Nonlinear Density Fluctuation Field Theory for Large Scale Structure

TL;DR

This paper develops a nonlinear effective field theory for density fluctuations in large scale structure, providing analytic solutions that match multiple survey results and offering a unified theoretical framework.

Contribution

It introduces a nonlinear density fluctuation field theory with analytic solutions that align with observational data, advancing the understanding of large scale structure formation.

Findings

Analytic solutions for the 2-pt correlation function and power spectrum match survey data.

The model incorporates nonlinear effects beyond Gaussian approximation.

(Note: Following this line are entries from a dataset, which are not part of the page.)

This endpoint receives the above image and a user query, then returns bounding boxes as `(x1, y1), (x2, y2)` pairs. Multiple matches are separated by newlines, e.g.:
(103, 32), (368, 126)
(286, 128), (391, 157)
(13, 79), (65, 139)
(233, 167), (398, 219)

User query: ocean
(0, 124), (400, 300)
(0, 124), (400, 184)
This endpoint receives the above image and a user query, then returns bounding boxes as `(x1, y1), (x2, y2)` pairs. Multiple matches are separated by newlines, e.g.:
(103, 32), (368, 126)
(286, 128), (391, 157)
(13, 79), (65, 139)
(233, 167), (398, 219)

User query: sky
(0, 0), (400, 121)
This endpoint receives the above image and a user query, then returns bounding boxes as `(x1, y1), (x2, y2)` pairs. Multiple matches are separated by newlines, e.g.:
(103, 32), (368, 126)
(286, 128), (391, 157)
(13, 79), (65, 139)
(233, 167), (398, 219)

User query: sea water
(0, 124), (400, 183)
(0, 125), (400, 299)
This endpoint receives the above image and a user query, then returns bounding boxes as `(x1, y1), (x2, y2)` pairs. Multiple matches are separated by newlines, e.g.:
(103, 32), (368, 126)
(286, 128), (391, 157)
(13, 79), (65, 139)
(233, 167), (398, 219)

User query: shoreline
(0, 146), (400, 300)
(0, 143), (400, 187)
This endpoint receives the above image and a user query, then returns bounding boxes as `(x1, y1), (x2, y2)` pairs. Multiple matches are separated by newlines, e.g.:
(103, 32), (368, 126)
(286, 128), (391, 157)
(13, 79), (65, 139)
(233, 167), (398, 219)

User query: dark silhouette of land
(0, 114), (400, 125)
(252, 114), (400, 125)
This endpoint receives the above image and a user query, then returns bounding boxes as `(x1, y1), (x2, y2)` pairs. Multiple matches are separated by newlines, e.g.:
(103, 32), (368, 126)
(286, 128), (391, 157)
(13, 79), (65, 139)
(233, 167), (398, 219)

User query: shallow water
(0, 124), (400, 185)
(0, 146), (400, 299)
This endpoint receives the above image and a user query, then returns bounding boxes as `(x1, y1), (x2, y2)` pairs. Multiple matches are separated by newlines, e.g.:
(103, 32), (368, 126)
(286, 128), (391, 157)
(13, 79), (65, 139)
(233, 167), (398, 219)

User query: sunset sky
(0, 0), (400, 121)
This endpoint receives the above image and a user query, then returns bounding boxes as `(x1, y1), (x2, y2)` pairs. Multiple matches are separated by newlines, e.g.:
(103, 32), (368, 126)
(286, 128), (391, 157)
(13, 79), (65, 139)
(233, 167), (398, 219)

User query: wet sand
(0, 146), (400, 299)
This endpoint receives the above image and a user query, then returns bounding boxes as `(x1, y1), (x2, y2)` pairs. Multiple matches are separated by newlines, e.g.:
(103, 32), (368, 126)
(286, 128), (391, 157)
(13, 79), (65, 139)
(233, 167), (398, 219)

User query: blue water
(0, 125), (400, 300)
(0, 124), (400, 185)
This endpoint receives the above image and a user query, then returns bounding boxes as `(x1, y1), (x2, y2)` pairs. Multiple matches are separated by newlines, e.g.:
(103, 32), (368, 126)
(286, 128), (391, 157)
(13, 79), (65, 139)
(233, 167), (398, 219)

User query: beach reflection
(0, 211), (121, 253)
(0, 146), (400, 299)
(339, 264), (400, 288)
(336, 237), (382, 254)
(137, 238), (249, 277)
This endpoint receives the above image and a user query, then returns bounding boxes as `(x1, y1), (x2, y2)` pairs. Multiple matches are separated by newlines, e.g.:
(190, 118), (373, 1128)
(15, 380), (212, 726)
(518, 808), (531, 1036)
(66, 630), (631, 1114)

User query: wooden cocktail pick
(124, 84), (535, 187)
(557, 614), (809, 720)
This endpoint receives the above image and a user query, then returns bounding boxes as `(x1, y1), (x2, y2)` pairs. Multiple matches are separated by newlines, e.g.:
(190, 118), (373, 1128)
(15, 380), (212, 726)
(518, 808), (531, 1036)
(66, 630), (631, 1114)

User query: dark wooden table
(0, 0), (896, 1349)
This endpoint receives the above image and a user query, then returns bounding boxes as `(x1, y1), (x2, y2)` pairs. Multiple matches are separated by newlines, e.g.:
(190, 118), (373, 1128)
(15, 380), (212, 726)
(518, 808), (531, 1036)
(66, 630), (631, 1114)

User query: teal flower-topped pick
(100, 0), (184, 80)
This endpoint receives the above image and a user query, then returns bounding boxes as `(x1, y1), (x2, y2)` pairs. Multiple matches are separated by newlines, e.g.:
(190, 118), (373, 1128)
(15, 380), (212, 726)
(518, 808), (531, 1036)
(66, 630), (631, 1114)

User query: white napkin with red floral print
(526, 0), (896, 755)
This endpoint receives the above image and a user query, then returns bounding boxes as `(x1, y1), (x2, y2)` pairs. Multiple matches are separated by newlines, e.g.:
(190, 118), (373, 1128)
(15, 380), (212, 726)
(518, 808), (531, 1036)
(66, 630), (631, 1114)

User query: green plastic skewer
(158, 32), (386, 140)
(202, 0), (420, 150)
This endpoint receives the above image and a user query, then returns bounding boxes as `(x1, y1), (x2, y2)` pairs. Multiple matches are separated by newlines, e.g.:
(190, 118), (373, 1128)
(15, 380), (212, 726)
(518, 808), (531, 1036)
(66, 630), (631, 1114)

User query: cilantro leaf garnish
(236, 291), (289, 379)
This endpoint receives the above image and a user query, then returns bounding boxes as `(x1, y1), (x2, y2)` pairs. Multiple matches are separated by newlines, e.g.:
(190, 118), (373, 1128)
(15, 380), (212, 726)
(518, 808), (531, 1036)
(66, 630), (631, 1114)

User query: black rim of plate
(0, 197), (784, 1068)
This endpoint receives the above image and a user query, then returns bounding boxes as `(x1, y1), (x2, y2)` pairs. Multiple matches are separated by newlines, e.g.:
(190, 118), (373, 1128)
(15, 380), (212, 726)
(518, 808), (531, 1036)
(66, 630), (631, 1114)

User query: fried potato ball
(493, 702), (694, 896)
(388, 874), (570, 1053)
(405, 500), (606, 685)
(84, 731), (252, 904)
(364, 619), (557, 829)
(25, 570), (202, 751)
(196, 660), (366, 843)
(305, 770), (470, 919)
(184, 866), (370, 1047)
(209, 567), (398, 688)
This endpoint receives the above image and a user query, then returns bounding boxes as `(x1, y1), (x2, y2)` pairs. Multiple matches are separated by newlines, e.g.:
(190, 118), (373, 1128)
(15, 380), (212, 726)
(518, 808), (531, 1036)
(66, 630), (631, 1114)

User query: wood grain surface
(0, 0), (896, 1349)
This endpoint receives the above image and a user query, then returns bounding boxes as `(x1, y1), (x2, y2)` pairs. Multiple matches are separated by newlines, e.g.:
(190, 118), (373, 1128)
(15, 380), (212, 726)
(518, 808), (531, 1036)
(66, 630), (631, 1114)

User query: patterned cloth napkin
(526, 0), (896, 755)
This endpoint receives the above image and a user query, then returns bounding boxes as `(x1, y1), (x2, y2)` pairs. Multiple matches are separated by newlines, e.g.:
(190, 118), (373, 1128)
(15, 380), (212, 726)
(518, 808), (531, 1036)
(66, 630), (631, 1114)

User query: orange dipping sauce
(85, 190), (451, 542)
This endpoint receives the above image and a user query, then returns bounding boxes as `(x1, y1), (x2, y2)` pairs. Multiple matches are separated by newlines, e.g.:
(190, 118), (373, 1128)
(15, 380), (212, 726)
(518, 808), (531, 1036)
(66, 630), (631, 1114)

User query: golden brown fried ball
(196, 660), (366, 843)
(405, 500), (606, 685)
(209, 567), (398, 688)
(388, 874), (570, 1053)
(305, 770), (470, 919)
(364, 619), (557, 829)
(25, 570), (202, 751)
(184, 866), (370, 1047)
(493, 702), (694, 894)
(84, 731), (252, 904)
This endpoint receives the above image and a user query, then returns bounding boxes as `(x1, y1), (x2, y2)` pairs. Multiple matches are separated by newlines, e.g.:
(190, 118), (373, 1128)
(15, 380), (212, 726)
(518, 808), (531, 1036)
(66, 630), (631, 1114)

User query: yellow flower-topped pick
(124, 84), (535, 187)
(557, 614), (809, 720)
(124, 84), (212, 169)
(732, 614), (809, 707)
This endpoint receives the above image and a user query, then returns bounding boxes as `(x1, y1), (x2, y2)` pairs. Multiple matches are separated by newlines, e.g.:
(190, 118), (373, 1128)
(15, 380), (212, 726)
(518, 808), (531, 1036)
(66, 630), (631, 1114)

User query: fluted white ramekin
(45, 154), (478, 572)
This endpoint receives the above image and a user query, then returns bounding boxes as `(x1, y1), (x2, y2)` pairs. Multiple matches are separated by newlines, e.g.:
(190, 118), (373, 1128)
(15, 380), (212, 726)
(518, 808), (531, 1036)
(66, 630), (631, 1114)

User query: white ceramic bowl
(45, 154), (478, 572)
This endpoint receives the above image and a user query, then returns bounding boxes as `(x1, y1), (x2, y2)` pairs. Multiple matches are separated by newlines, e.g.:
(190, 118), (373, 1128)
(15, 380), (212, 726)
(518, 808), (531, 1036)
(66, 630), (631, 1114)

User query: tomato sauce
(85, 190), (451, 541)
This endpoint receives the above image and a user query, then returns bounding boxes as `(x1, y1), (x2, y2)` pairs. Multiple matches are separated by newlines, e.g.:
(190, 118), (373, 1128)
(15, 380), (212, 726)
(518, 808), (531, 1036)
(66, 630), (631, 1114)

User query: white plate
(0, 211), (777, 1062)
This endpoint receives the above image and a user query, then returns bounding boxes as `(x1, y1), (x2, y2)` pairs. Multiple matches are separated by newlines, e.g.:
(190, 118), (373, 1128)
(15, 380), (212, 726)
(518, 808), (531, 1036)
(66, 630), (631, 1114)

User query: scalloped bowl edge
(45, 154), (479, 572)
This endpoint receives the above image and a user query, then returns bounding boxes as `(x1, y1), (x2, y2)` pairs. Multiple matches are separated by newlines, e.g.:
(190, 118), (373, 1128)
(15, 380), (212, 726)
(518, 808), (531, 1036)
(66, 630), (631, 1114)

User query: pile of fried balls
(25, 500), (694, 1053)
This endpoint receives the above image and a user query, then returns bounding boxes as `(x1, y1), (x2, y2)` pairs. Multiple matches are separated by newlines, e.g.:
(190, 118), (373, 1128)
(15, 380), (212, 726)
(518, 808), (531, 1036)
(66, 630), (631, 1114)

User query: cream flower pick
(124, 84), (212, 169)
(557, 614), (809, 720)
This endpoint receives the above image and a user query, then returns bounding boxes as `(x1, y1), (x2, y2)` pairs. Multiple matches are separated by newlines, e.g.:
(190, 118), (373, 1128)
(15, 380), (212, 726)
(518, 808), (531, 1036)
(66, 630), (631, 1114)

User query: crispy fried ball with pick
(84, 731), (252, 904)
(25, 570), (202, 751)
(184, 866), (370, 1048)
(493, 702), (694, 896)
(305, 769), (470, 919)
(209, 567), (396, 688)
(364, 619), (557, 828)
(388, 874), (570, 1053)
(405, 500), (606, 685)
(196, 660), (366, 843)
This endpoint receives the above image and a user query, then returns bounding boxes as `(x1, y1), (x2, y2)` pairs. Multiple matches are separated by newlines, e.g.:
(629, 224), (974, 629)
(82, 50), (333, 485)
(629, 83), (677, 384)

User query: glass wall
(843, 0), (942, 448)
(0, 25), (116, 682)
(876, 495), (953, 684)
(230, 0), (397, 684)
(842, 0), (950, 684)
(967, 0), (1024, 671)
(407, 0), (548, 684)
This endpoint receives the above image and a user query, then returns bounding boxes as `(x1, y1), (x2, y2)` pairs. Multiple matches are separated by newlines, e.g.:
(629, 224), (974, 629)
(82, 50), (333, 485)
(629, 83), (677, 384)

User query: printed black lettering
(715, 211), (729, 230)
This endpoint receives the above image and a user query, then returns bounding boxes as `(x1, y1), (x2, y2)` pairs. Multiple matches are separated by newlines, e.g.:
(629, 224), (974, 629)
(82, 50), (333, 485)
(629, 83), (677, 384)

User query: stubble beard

The theory offers a unified explanation for features of large scale structure.

Abstract

We develop the effective field theory of density fluctuations for a Newtonian self-gravitating N-body system in quasi-equilibrium, apply it to a homogeneous universe with small density fluctuations. Keeping the density fluctuation up to the second order, we obtain the nonlinear field equation of the 2-pt correlation \xi(r), which contains the 3-pt correlation and formal ultra-violet divergences. By the Groth-Peebles hierarchical ansatz and the mass renormalization, the equation becomes closed with two new terms beyond the Gaussian approximation, and their coefficients are taken as parameters. The analytic solution is obtained in terms of the hypergeometric functions, which is checked numerically. With one single set of fixed two parameters, the correlation $\xi(r)$ and the corresponding power spectrum P(k) match simultaneously the results from all the major surveys, such as APM, SDSS, 2dfGRS, and REFLEX. The model gives a unifying understanding of several seemingly unrelated features of large scale structure from a field-theoretical perspective. The theory is worthy to be extended to study the evolution effects in an expanding universe.